Where does Adahan fit on her own nine-personality scale? “I’m a type 4, a deeply feeling, highly sensitive person. That’s the type that often gets rejected and bullied,” she says. Had she known this early in life, she probably could have avoided a few dead-end journeys.
“I am totally nonconfrontational, so why did I go to law school for a year? Then I tried medical school and fainted every time I had to dissect something. Once I knew I was a deeply feeling type, I understood the right direction for me.”
10 tips for parents from Miriam Adahan
1. Three-Minute Sand Timers: To calm, get them to do chores and teach patience. “Yes, it’s difficult, but just do it for three minutes.” 
2. Parrot Practice: Practice new behaviors at least 5-10 times: “When your body gets up from the chair, the plate gets up.” “When your toes touch the curb, stop and look both ways before crossing the street. Run toward the curb and then stop!” “Hang up the keys as soon as you enter the house.”
3. Number Jar: Write numbers on 10 pieces of paper. Fold and put in a jar. If they fight over who goes first, say, “Pick numbers. The highest one wins!”
4. Victory Notes: Celebrate their victories by putting a note in a lunch box, pocket or under their pillow. Also good for spouses! Instead of asking, “How was your day?” ask, “What was the best/worst thing that happened?” This way, you’ll find out what is really going on and what victories they had.
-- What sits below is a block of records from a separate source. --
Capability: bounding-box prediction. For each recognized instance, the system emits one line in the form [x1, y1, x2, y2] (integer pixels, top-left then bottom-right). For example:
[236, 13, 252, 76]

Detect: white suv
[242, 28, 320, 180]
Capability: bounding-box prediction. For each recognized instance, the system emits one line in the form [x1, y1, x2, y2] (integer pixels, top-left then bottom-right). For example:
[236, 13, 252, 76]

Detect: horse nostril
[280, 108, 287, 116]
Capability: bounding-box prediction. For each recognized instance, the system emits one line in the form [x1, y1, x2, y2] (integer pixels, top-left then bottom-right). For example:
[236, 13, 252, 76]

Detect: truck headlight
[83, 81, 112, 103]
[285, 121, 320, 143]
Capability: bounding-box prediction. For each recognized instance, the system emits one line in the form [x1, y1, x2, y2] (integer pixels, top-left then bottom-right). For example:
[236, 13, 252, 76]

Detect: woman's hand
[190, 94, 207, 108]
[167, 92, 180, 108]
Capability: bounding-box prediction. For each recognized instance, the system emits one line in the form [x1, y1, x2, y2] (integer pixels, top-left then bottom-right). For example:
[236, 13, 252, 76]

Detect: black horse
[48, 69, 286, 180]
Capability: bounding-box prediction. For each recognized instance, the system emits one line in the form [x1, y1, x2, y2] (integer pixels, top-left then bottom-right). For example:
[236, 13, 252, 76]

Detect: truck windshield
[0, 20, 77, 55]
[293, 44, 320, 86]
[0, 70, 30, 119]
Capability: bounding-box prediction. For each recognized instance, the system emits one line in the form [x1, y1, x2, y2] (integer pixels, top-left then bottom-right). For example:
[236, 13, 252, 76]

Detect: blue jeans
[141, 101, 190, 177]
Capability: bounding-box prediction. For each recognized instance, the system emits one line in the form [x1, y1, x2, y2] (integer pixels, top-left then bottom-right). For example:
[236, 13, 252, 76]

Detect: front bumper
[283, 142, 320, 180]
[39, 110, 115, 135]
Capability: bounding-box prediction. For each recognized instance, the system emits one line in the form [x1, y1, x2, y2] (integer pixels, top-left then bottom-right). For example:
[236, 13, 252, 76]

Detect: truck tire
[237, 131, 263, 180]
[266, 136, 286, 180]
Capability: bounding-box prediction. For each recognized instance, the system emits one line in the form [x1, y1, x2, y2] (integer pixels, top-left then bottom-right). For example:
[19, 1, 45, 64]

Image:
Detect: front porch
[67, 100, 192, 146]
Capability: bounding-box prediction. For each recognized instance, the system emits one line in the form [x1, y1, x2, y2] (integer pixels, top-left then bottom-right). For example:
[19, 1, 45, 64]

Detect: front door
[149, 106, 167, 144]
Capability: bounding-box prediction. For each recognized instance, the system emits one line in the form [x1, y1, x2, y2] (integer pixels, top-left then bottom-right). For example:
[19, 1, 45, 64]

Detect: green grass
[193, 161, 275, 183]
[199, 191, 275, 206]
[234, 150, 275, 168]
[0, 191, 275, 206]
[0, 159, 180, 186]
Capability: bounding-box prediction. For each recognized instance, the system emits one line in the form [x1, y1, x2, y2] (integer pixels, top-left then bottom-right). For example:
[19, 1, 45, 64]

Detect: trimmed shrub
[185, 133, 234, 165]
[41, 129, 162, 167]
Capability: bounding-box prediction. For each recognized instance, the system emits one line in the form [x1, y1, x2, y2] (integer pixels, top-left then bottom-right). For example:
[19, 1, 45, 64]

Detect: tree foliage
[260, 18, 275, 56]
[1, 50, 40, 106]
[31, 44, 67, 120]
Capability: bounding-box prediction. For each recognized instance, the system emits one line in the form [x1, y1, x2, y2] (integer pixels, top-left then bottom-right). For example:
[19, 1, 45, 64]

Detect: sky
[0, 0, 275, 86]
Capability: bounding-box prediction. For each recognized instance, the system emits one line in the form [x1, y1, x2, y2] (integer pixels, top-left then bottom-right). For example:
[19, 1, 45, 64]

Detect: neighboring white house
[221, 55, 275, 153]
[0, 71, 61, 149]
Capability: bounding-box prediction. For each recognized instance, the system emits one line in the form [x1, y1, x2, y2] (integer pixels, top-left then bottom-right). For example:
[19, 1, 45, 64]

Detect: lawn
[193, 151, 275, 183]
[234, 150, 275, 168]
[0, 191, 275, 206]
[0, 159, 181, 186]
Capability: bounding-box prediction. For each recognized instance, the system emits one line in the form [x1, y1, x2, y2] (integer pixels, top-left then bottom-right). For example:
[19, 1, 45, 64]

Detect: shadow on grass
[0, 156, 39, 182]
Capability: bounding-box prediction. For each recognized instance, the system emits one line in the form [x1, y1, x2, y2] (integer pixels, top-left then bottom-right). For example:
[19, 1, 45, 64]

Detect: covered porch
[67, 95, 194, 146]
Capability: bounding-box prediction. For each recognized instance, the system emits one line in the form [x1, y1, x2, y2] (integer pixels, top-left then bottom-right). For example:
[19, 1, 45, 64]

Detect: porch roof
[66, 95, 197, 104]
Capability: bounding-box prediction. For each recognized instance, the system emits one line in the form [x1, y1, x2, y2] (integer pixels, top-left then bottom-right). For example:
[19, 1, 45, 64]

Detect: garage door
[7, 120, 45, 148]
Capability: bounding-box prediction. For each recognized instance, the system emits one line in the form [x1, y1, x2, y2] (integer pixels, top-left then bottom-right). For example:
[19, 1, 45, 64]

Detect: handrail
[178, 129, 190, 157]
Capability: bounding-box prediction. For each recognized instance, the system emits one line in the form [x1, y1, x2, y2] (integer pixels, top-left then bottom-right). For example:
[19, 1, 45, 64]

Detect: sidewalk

5. Foam Bat: Let’s have a “sword fight” with the foam bats to let off steam. Wrestling and pillow fights are also great “prizes.”
6. Medals: To wear around the neck when you or they have had a victory.
7. Star Charts: Teach the importance of having a routine and following a schedule. Choose five to seven tasks you want them to do each morning and evening.
8. Puppets: To act out ways to deal with difficulties.
9. Don’t Say “Don’t”: Instead of saying, “Don’t hit your sister,” say a positive alternative, “Hit the couch.” “This is what I want you to say.”
10. “When-Then” Choice Formula Poster: “As soon as you choose to ____ (get dressed, do the chore, take your bath), then we can _____ (do something fun, eat dinner.)” “When you decide to cooperate, then we can go.” “As soon as you choose to tell me what you did wrong, then we can eat.” “When you choose to calm down, then I can listen.”